PSP'S Miller, for one, worries the market is reaching a tipping point where liquor licensees feel they have to install the machines because everybody else - even gas stations - has them.

Bowers, at the New Holland Legion post, can relate.

"We feel better not having them here," she told PennLive. "But then I have all these people who are just popping up around me, and they can do whatever they want."

She points to a gas station in nearby Narvon where she claims there are at least five of the machines in play. "What kind of a fine is he going to get?" Bowers wonders. "He doesn't have a liquor license.

"Now, we have, basically, slot machines everywhere."

The gamble within the game here is, how long can this go on?

The Beaver County decision Pace-O-Matic won and many of its competitors have relied on found, in the specific case of "Pennsylvania Skill," "the player exercises control over the game, and is not at the mercy of getting a lucky hand."

But state police and other law enforcement don't consider that settled law just yet, and are pushing for other court tests.

A check of Liquor Control Enforcement actions from the past six months found two cases in which bars or private clubs with versions of the "skill games" were cited for gambling violations.

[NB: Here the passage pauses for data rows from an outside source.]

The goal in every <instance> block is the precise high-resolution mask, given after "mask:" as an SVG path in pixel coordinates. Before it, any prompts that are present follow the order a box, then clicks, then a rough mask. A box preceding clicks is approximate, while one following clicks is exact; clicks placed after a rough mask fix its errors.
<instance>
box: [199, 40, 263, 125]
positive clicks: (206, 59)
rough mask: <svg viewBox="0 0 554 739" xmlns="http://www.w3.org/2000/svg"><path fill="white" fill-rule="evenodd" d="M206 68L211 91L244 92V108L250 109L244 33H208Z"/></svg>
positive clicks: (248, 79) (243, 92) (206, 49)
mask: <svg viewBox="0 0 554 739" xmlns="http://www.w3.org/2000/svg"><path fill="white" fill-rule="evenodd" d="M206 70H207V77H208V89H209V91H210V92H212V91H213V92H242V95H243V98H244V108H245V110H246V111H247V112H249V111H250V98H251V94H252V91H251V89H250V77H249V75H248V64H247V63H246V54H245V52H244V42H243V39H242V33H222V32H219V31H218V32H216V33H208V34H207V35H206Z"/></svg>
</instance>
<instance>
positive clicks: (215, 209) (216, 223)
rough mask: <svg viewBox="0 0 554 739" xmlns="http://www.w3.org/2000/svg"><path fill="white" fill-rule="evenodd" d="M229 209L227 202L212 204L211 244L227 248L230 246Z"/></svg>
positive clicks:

In both of those, involving "PA Games of Skill" and "Superior Skill Games" brands, respectively, bar operators essentially pleaded guilty to a licensing violation and agreed to pay fines of $550 and $750.

Lawmakers banking on taxes from the new mini-casinos to igames on smart phones and laptops to, now, legal sports betting, aren't real happy about the growth of this untaxed market either.

Sen. Mario Scavello, a Monroe County Republican who chairs the Senate's Community, Economic and Recreational Development Committee, says he's bothered by the payouts.

After all, in the 1980s, Scavello noted, there were players of first-generation video games like Pac-Man, Defender or Asteroids who were more skilled than others - but they didn't get a payout.

He's considering legislation that would bar cash or prize pay-outs, unless the machines are within the confines of a state-licensed casino.

Skill game manufacturers, who see themselves more like the "quarter-pusher" games that pop up at summer fairs and carnivals, say if the legislature goes that far, it risks destroying many more games in the process.

Place your bets, now, if you want.

It looks like the action on "skill games" is only starting to heat up.